By Hannah Weisman
I recently had the pleasure of catching up with Hingham High School senior Hayden Sousa, the winner of the Athenæum's 2021 National History Day in Massachusetts prize for excellent use of primary sources. Sousa’s paper, “Communications in History: The Impact of Ted Sorensen’s Speechwriting During JFK’s Presidency,” earned him the award during the spring of his junior year.
Sousa found himself interested in the Kennedy family after reading Bobby Kennedy by Larry Tye, which spurred him to learn more. In his reading, he encountered Ted Sorensen’s name. So, when Sousa learned the 2021 History Day theme was “Communication in History,” he decided to create a project about John Kennedy’s speeches, and specifically those that Sorensen wrote for him.
At the encouragement of his history teacher, Ms. Petrie, Sousa sought out primary sources focused not only on Kennedy and Sorensen, but also on the people who worked with and around them. Sousa found transcripts of forums that had been held at the John F. Kennedy Presidential Library and Museum. From them, he was able to ascertain that Robert McNamara and other members of the Kennedy administration recognized that the relationship between Sorensen and the president transcended that of a typical speechwriter and politician; together “they were creating something huge.”

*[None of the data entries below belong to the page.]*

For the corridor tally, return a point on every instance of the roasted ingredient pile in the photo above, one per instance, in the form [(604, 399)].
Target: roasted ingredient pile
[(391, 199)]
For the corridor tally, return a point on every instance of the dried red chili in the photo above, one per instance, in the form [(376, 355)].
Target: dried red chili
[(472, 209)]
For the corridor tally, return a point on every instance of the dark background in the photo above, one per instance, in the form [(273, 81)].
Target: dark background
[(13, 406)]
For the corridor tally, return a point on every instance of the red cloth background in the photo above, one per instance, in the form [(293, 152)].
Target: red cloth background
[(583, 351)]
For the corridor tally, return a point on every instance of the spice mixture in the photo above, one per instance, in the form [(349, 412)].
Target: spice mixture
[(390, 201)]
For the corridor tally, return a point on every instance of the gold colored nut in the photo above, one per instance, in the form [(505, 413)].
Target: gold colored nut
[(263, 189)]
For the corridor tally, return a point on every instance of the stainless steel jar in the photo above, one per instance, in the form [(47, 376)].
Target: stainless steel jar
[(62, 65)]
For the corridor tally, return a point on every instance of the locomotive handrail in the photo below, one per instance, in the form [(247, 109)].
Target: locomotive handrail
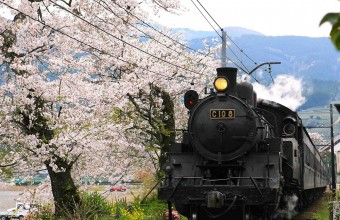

In addition to mining primary sources, Sousa consulted secondary sources. When I asked Sousa if he could recommend a title to people interested in learning about the Kennedys, he was hard pressed to pick just one, but did name Grace and Power by Sally Bedell Smith and Unfinished Life by Robert Dallek.
Ultimately, Sousa’s research led him to his argument that, “the unique relationship between JFK and Sorensen allowed them to produce speeches that compelled a younger generation and the African American population to believe in the United States and to push for progressive change.”
To present his argument, Sousa chose to write a paper. National History Day competitors create a project in one of five formats: documentary film, exhibition, paper, performance, or website. For Sousa, the choice was strategic. He had considered making a documentary film, thinking it would be helpful for the viewer to hear John Kennedy speaking. But the main focus of his project was not the way Kennedy delivered his speeches, but rather the words Sorensen wrote. He decided that writing a paper featuring quotations from speeches would help his reader focus on the text rather than the oration.
With his project now a few months behind him, Sousa has had time to reflect on his approach to the topic and his treatment of the Kennedys in his paper: “What I’ve noticed is that I make the Kennedys, specifically JFK, seem perfect, and they really weren’t. Like everyone, they had their faults. If there was one thing I could change in the paper, I would go back and point out some of those flaws. It’s important to point out faults because history is about learning...we should be not only learners of history but also critics of history.”
Given the careful attention Sousa put into his project, from topic to research methodology to format, it is not surprising he imagines history and writing as part of his future career plans. Although he does not aspire to be a politician himself, Sousa can see himself writing for one: “Writing and reading are the best ways to get points across, get inside the human mind, communicate...To have the chance to write a speech for someone who can say something important would be really cool...I love history, politics are interesting, [and so are] government and civics...I might not want the spotlight, but [would like] to help someone else.”
As our conversation came to a close, Sousa offered a final recommendation: “Anyone who’s interested in JFK should definitely study RFK...He stuck up for what he believed in. He was willing to change his mind. Not everyone is open to that today.”
If this wise young historian is any indication, the future of our country is bright.